In the late 1960s, roughly 200 American coal miners were dying on the job every year.
Half of those were killed by collapsing roofs,
and roughly half of those were killed while following the existing safety rules.
No one ever told Chris to invent better rules.
But before he even began to figure out better designs for coal mine pillars, he knew that was what he wanted to do:
He wanted to keep miners safe.
As he worked toward his PhD, he figured out that the only place to do it was inside the federal government.
The coal mining companies had largely dodged their responsibility.
Industry executives who visited Penn State made it clear to Chris that they viewed safety as a subject for wimps and losers.
And no one coal mining company was likely to fund the research that would benefit all coal companies.
Working on his thesis, right through the mid-1980s, Chris had offers to teach,
but he knew no university could guarantee him access to the mines he wanted to study.
“Plus, academia puts on a facade of being impartial but is in fact much more closely connected to industry than anything else,” he said.
“In some ways it is an arm of industry.”
He needed to find a job inside the federal government,
with either the Mine Safety and Health Administration or the Bureau of Mines.
The mine safety agency had been hit by the Reagan administration with a hiring freeze.
But the Bureau of Mines, still largely owned by the industry, had some money and knew about his research.
“I just kind of had an open door there,” said Chris.
“I’m not actually sure who even hired me.
I know I had one interview because I forgot a tie and had to stop off at Wal-Mart on the way to buy one.”
It was now 1987.
He was 31 years old, married and the father of a 1-year-old son.
He joined the bureau at its research facility outside of Pittsburgh.
Upon arrival, he sensed a certain wariness from his new colleagues.
No one else had a PhD.
No one else had studied with the great Bieniawski.
“They put me in a basement office that was way out of the way with a guy who was mentally unstable,” said Chris.

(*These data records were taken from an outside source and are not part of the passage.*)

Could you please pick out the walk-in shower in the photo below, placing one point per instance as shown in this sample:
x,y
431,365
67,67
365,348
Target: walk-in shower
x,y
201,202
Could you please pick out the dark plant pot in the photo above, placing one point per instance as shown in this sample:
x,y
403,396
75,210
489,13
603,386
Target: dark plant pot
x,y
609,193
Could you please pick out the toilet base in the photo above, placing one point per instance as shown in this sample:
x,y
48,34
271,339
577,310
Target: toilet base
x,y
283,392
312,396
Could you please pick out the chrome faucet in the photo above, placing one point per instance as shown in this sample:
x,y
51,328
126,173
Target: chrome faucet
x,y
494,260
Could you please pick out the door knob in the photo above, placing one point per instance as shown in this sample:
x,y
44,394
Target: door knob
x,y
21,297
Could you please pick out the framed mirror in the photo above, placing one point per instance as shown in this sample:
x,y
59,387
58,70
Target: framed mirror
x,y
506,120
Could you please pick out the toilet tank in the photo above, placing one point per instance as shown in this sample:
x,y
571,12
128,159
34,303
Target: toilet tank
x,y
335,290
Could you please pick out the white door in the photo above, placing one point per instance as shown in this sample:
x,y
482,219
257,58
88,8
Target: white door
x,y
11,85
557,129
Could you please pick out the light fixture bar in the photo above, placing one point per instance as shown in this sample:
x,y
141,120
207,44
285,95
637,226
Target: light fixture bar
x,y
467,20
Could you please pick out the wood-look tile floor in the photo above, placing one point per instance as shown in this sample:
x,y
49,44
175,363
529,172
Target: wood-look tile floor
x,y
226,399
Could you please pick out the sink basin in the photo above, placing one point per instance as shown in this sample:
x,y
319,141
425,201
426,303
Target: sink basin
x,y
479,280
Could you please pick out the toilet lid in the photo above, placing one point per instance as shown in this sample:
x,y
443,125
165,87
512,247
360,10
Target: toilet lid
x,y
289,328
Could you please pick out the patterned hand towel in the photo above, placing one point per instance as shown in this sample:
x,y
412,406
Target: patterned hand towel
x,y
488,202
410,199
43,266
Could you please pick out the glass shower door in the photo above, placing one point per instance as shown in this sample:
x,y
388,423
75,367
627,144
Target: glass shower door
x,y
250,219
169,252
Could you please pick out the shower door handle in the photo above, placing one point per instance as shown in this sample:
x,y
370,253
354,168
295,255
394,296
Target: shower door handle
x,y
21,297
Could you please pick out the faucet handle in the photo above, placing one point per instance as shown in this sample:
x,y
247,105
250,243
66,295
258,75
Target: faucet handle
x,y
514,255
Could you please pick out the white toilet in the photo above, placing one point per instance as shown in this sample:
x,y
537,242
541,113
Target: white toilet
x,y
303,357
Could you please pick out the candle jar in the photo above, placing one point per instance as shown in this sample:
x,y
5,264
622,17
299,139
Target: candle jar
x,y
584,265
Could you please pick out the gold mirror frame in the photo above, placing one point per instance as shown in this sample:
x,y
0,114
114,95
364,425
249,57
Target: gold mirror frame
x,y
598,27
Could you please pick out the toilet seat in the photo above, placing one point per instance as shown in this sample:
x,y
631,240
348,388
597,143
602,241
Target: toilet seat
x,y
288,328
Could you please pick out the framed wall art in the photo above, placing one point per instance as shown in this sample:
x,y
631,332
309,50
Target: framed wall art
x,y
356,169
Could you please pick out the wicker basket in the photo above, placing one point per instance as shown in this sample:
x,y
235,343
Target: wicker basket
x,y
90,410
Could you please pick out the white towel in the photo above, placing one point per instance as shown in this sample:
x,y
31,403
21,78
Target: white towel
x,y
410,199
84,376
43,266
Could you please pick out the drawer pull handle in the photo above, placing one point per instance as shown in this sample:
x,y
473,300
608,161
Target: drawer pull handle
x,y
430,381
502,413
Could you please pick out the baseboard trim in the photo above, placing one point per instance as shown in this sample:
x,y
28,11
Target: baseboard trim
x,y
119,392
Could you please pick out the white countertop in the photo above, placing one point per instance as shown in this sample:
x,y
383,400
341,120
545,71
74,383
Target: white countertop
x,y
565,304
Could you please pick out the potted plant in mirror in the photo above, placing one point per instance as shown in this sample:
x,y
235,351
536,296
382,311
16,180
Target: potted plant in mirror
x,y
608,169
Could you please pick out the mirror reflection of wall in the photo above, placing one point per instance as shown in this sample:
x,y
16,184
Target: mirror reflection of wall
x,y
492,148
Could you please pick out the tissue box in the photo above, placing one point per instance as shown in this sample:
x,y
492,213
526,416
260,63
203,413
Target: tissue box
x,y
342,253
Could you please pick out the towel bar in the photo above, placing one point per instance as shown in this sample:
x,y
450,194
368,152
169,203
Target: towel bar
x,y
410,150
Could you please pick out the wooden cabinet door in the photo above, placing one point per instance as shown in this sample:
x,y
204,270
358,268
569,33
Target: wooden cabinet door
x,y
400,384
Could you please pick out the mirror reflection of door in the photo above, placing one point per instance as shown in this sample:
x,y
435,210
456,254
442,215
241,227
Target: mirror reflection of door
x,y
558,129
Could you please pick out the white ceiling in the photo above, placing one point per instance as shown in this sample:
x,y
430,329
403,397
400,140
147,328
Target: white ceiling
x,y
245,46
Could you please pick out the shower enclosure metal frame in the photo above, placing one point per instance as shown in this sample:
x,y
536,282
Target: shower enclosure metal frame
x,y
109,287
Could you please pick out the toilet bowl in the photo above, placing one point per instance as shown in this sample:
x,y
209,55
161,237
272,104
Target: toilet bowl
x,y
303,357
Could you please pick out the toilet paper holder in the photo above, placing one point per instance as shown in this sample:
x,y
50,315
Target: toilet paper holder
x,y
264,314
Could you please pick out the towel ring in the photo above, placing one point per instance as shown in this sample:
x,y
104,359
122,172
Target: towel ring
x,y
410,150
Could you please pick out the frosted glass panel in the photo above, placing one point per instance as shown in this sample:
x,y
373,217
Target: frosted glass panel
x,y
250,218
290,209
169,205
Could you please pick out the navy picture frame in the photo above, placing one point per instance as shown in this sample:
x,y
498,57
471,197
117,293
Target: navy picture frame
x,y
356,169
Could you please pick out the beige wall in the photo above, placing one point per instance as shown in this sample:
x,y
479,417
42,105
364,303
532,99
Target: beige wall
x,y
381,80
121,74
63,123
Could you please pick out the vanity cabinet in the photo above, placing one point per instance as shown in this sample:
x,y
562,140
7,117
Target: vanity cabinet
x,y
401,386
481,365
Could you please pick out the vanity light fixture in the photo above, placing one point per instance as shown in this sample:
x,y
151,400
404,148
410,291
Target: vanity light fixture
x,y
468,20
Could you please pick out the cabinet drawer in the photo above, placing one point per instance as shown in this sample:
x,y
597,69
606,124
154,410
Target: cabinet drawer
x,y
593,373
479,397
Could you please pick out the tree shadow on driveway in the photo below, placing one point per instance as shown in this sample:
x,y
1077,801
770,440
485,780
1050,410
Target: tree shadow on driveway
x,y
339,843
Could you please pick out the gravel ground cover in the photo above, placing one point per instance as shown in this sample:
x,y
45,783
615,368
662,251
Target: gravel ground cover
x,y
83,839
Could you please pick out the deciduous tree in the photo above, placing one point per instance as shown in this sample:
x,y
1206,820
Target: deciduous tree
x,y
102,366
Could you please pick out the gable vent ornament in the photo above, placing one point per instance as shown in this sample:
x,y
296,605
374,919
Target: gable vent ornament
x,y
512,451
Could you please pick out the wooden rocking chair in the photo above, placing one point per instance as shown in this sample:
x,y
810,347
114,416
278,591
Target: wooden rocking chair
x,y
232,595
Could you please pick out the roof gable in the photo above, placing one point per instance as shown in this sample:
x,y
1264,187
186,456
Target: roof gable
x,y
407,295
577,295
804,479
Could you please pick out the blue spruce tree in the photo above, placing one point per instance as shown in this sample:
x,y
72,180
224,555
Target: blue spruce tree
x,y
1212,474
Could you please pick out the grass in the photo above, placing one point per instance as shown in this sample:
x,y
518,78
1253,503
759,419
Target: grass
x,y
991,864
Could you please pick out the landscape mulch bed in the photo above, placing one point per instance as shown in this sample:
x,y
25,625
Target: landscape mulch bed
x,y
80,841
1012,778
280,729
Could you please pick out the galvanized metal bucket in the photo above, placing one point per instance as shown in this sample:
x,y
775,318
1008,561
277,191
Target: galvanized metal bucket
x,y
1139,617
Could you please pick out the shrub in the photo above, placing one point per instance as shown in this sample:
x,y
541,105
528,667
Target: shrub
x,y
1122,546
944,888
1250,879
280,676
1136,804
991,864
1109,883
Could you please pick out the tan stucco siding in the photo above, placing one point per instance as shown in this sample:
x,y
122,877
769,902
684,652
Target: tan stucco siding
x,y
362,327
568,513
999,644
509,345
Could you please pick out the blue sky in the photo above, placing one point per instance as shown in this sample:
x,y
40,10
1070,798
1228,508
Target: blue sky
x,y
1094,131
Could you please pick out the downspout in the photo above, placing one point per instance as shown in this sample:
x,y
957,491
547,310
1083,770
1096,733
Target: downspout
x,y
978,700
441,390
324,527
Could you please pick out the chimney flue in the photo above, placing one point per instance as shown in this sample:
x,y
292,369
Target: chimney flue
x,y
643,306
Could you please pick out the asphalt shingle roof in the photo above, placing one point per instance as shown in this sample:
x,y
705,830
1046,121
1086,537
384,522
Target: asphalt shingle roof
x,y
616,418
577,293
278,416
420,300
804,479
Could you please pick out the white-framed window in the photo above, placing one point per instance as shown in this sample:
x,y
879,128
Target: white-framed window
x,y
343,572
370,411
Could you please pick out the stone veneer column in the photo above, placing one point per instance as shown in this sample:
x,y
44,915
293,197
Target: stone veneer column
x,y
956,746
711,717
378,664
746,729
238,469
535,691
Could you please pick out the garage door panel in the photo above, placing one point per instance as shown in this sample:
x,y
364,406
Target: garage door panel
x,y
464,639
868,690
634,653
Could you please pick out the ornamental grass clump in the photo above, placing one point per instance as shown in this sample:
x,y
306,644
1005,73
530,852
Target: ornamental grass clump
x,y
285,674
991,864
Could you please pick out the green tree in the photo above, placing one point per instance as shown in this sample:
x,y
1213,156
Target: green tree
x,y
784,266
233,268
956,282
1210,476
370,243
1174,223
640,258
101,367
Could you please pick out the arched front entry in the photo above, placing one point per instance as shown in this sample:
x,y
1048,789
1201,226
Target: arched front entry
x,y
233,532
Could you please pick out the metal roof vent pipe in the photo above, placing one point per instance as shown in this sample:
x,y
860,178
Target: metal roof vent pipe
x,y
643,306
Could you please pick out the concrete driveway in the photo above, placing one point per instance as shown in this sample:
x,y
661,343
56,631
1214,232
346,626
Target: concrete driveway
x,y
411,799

“Whenever I’d get a phone call, he’d start making these funny sounds.”
They also assigned him to the jobs no one else wanted
— week-long trips to gather data from coal mines in Kentucky.
None of it mattered;
he was the least likely human being on the planet to put on airs,
and what was pain to others was pleasure to him.
He didn’t even much care that his phone calls triggered at the desk beside him the honks of a braying donkey.
“I thought I’d died and gone to heaven,” said Chris.
“The idea of being able to spend weeks studying these longwall mines was fantastic.
And as soon as I got to the Bureau of Mines, I had no one to tell me what to do.
I even made up my own title:
Principal Roof Control Specialist.”
He began with the problem he’d been attacking in his still-unfinished PhD thesis:
roof collapse inside longwall coal mines.
Evaluating the safety of a coal mine roof was less like evaluating the safety of a suspension bridge than it was predicting the performance of baseball players.
No matter what you did, you were going to be wrong some of the time:
The best you could do was improve the odds of success.
And the way to do this was to collect lots of data from roof failures
and search for patterns.
Much later, he’d explain his approach in a paper:
“The very words ‘statistical analysis’ seem foreign to many in rock engineering.
Engineers are trained to see the world in terms of load and deformation,
where failure is simply a matter of stress exceeding strength.
Statistics are generally given short shrift in engineering curriculums,
and so the entire language of statistics is unfamiliar.
Yet statistics are the tools that science has developed to deal with uncertainty and probability,
which are both at the heart of mining ground control.”
His new job came with a badge that granted him access to any mine he wished to study.
The Bureau of Mines also kept records of deadly roof failures along with important details:
the mine’s depth, the size and shape of its pillars, the nature of the rock in the roof, and so on.
Oddly, no one was really searching for meaning in the numbers.
“They had all this data but weren’t doing much with it,” said Chris.
The phenomenon had also occurred in baseball and, I’d bet, in other fields, too.
The impulse to collect data preceded the ability to make sense of it.
People facing a complicated problem measure whatever they can easily measure.
But the measurements by themselves don’t lead to understanding.